Hoje, segundo a AEB, 70% das exportações brasileiras são compostas por commodities (matérias-primas), bens sobre os quais o Brasil não detém qualquer controle de preço.
"Nossa preocupação não é que o Brasil exporte muita commodity, é que só exporte commodity. Ficamos ao sabor da saúde financeira do mundo: se ele vai bem, ficamos bem, se vai mal, ficamos mal", afirma ele.
Segundo Castro, em tempos de crise econômica global, quando há maior volatilidade nos preços de produtos básicos, a concentração desses bens na pauta de exportações torna especialmente difícil prever receitas e planejar investimentos. "Tanto é assim que o governo brasileiro não tem projeções de exportação para 2013."
As exportações são fundamentais para a saúde financeira de um governo, já que que irrigam os bancos nacionais com moeda estrangeira, permitindo o pagamento de dívidas externas e de importações e a criação de reservas em moeda forte.
"Equilibrar as exportações de commodity e de produtos industrializados é uma forma de mitigar riscos e fazer planejamento. As manufaturas, além de gerarem mais receitas, têm uma volatilidade menor de preços", diz Castro.
Impostos
Mesmo no caso da soja, afirma ele, o Brasil tira menos proveito do que poderia caso industrializasse o produto.
Hoje, cerca de 70% da soja produzida pelo Brasil é vendida em grãos, 28% em farelo e 2% em óleo. O preço da tonelada do óleo de soja é mais do que duas vezes maior do que a tonelada do grão ou do farelo.
"Se em vez de soja em grão exportássemos o óleo de soja, como faz a Argentina, geraríamos mais receita e mais empregos qualificados."
O presidente da AEB diz, porém, que o sistema tributário brasileiro indiretamente estimula a exportação do produto bruto, uma vez que a industrialização resultaria na cobrança de impostos que baixariam as margens de lucro dos produtores.
Para o engenheiro agrônomo Leonardo Machado, técnico da Faeg (Federação da Agricultura e Pecuária de Goiás), mesmo que exportada em grãos, a soja gera benefícios em cadeia para a economia brasileira.

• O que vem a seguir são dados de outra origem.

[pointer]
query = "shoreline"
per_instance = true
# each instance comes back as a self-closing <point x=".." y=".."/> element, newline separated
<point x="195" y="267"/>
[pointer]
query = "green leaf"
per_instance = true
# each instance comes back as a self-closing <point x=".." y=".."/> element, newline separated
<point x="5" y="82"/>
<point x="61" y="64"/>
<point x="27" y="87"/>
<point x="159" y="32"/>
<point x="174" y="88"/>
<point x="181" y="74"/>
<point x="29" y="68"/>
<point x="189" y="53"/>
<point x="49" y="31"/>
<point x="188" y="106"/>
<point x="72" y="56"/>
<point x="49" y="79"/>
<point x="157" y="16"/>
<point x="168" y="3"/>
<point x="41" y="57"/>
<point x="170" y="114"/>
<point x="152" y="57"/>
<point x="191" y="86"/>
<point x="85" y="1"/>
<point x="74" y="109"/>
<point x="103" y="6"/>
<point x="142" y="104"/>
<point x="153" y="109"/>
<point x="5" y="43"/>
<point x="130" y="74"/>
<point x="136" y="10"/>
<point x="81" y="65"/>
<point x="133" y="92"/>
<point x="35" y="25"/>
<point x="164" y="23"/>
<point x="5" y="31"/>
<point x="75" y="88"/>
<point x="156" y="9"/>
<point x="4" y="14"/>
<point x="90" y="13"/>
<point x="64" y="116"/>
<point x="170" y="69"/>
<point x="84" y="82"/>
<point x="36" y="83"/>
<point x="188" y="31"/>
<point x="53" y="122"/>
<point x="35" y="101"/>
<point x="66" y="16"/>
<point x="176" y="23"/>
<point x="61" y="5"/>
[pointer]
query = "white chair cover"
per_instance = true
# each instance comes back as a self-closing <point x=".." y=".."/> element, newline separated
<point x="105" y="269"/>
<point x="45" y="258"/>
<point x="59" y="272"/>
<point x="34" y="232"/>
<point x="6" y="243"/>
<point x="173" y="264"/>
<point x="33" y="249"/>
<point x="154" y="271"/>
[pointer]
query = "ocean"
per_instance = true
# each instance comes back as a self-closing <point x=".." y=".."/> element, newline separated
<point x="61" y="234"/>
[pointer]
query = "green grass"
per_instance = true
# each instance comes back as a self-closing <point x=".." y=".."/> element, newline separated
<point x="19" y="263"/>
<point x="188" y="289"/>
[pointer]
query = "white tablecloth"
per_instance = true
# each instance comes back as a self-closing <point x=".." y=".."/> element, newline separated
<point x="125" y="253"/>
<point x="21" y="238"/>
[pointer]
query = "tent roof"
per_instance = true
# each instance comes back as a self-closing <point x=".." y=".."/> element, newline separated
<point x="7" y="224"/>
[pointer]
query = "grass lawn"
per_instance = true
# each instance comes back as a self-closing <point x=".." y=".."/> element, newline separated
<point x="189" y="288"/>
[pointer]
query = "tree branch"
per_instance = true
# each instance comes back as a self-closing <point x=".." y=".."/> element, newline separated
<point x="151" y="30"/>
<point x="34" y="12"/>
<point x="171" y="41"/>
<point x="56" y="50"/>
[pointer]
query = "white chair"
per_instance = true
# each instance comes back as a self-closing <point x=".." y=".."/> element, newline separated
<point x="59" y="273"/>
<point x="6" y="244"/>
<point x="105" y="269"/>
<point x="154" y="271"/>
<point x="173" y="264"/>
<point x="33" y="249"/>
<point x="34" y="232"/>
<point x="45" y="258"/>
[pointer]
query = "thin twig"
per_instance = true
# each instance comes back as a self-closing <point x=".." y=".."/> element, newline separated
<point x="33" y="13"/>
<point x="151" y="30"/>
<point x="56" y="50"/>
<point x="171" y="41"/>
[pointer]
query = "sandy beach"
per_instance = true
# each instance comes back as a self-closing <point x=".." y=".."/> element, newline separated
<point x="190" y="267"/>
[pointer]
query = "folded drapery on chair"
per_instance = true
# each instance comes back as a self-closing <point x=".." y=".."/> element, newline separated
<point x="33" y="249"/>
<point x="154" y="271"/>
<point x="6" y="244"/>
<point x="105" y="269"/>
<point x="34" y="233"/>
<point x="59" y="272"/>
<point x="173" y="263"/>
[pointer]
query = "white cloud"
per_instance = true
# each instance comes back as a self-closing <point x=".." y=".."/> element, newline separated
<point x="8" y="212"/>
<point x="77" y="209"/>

Ele diz que o plantio e escoamento da oleaginosa movimenta a economia das regiões produtoras, ao requerer a compra de máquinas e caminhões, criar empregos, estimular investimentos imobiliários e recolher impostos.
Machado atribui o sucesso da soja a três fatores principais: a oferta de crédito aos produtores, o avanço tecnológico no setor e a forte demanda externa pelo produto (principalmente da China), que facilita a comercialização do produto.
Trajetória
Ele conta que, no Brasil, a soja começou a ser produzida em escala comercial nos anos 60, no Rio Grande do Sul, quando um programa governamental estimulava que produtores de trigo também plantassem a oleaginosa.
"Eles acabaram se especializando na soja e, nas décadas seguintes, migraram para o Sudeste, Centro Oeste e, nos últimos anos, também ao Norte e Nordeste."
O avanço do setor nesse período, diz ele, teve participação fundamental de empresas multinacionais e da Embrapa, que desenvolveram variedades de soja adaptáveis ao Cerrado, onde a produção nacional hoje se concentra, além de plantadeiras e colheitadeiras.
Para Machado, a produção poderia se expandir ainda mais, sem prejudicar outras lavouras nem desmatar novas áreas, se houvesse melhores condições de transporte.
Hoje, estima-se que até 75% dos gastos com o transporte da soja colhida em Mato Grosso, maior produtor nacional, e vendida para a China sejam consumidos em deslocamentos rodoviários da área de cultivo até o porto brasileiro onde a carga é embarcada.
"A soja não é um produto para ser transportado em caminhões, mas sim em trens ou barcos", defende Castro, da AEB. "Quando a cotação está alta, o custo do frete interno é absorvido, mas, se amanhã o preço da soja cair, podemos ficar sem condições de exportar."